Recently though, our podcast has gotten me physically and mentally into reading. I’m actively searching out stories. A recent vacation gave me the opportunity to take time to myself and relax. Time to actually read and focus.
Once I started reading the Sandman, and comprehended the first issue, I couldn’t put it down. Morpheus, Lord of the Dream World; One of the Endless, is mistakenly trapped by a cult and pulled into the reality of Earth’s physical plane. For 70 years he is trapped. Generation after generation of family keeps him locked away. Asking for gifts he can not give. Nor would he.
Fast forward a bit, and Morpheus, Lord of Dreams, escapes from his man made prison. Weak can not begin to describe him. Feeding off of one dream he goes out of his way to punish the last of kin of the original captors in a way that still bothers me when I think about it.
Once he becomes able to regain a tiny bit of strength, Dream sets his course to find the things taken from him. He travels to Hell and back, literally and physically, to get what is rightfully his.
Being away for 70 years, things that once were, are no longer. Other members of the Endless try their hand at ruling. They don’t understand his way of ruling and the rules he is bound by. Although, once he is restored, he wastes no time in placing his will and rules among those who’ve strayed from their duties and paths.
Just like dreams themselves, I’m not sure how this series will pan out as the first set I have gotten through has been quite random. He is the King of all dreams, to everyone/thing in the universe that is capable of dreaming. One story in particular is about a cat who suffers a tragedy and sets out to find out why. This cat wants the ways of old to become reality again. Where they ruled and humans were tiny and worshipped them as gods.
What I will say is I’m quite enamored with Morpheus. He’s getting wrapped up in human affiars, which he (and all of the Endless) knows he shouldn’t be.

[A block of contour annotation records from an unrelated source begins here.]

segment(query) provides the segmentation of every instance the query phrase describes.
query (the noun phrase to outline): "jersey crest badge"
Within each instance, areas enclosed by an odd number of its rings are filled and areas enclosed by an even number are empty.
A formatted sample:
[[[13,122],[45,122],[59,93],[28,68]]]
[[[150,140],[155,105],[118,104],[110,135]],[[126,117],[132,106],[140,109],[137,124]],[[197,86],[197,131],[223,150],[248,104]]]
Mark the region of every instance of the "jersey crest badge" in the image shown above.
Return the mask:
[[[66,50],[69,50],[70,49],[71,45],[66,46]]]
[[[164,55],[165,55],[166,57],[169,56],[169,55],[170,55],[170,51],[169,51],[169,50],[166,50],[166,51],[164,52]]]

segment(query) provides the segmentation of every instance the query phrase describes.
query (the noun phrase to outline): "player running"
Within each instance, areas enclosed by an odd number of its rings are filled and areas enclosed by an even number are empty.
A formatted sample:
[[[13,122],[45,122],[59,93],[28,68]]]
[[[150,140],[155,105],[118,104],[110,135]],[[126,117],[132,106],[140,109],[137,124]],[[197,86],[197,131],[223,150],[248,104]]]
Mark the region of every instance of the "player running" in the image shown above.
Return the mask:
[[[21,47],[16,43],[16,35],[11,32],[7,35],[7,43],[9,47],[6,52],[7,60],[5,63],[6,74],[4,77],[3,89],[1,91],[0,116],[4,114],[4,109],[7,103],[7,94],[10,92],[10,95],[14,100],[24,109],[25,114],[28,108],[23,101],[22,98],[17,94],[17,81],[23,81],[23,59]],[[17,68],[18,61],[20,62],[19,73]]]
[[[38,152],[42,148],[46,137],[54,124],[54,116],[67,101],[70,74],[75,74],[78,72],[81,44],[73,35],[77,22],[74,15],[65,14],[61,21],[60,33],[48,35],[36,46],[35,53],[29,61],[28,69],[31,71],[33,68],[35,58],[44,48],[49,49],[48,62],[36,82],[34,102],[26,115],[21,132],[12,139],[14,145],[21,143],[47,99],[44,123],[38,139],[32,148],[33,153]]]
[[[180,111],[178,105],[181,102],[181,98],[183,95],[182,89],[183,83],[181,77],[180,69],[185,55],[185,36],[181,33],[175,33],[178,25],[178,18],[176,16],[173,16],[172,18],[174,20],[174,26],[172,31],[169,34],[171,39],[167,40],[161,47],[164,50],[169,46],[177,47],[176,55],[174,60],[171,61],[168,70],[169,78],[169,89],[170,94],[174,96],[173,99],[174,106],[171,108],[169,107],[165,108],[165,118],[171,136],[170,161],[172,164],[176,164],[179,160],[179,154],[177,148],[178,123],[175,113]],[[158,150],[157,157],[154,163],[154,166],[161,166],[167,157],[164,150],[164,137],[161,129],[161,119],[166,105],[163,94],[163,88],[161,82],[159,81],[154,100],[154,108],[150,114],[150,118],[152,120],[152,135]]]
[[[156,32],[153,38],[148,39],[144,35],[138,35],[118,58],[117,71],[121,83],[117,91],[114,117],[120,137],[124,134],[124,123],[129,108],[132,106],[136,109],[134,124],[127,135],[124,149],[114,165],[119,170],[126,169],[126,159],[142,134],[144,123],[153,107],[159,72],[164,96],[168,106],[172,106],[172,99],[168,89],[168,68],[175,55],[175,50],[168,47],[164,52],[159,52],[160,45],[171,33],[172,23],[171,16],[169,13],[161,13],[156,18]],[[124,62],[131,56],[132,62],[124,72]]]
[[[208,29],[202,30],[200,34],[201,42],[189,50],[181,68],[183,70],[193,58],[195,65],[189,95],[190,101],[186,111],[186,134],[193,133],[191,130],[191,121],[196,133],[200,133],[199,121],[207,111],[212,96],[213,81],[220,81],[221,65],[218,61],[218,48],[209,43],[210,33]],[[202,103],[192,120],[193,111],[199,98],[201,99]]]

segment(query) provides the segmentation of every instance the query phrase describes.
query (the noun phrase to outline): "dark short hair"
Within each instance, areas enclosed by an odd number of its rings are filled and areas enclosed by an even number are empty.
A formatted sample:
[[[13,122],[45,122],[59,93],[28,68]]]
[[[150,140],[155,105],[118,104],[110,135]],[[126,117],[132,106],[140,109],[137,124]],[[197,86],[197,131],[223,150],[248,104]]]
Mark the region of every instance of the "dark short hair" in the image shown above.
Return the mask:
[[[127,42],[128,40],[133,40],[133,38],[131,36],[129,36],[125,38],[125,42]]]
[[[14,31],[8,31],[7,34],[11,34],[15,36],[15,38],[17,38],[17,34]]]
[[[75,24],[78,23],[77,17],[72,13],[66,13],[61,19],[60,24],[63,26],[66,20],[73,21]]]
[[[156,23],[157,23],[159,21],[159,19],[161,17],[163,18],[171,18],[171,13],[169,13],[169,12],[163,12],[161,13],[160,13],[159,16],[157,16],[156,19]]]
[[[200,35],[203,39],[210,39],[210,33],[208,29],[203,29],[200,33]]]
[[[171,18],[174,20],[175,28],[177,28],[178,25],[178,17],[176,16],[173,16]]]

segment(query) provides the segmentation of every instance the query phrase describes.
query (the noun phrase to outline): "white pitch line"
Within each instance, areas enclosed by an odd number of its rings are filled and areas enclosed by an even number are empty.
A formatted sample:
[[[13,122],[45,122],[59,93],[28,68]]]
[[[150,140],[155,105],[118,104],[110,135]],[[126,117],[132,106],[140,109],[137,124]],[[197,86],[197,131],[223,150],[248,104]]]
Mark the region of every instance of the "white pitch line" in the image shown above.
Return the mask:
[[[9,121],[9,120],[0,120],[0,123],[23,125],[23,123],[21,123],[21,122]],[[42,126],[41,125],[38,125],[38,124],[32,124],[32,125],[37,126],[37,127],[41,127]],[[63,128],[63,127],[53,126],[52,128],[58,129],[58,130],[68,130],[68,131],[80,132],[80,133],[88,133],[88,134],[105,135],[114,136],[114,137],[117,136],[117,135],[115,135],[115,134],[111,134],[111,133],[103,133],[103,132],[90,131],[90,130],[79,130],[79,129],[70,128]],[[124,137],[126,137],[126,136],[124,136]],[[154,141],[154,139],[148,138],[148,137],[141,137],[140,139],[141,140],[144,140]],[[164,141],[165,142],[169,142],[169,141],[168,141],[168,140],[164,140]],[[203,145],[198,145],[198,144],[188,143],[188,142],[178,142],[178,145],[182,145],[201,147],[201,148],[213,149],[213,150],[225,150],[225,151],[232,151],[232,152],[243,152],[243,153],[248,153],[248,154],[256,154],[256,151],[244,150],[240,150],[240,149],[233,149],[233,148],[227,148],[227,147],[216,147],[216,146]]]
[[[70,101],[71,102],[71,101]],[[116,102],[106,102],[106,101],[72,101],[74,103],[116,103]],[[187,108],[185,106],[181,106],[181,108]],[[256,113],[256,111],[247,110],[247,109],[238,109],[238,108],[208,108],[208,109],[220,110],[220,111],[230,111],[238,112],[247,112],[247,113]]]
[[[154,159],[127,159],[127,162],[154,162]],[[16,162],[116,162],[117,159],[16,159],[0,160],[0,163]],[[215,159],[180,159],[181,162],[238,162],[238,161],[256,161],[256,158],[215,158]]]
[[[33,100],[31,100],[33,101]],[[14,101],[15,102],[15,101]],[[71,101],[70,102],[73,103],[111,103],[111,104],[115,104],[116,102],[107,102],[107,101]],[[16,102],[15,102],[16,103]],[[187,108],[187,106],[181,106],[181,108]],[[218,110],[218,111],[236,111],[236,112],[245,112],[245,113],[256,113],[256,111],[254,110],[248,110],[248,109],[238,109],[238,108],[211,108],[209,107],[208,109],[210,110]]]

Along with rebuilding his kingdom
The Price You Pay
So far I have read through book 3 of the Omnibus set. If I am not mistaken there are 16 books. I have a long way to go. I think the main inspiration of this onset of Sandman reading is wanting to read the new Overture hard back that came out earlier this year. It is a prequel to the series. And knowing that, I feel like I will not get the magnitude of it, by reading that first.
What’s also new to me is the cost of being a fan. I have loved reading these books. What I haven’t loved is paying 20+ Dollars, American, for each book. Granted, it’s cheaper than issue to issue, I have already spent 70 dollars on Sandman books. Sean has hooked me on Garth Ennis’ Preacher as well. In total… 16 Books, even at 20 a pop, will net 320 plus 65 sales tax, so $340. I guess it’s the woes of reading. Reading things you want to anyways.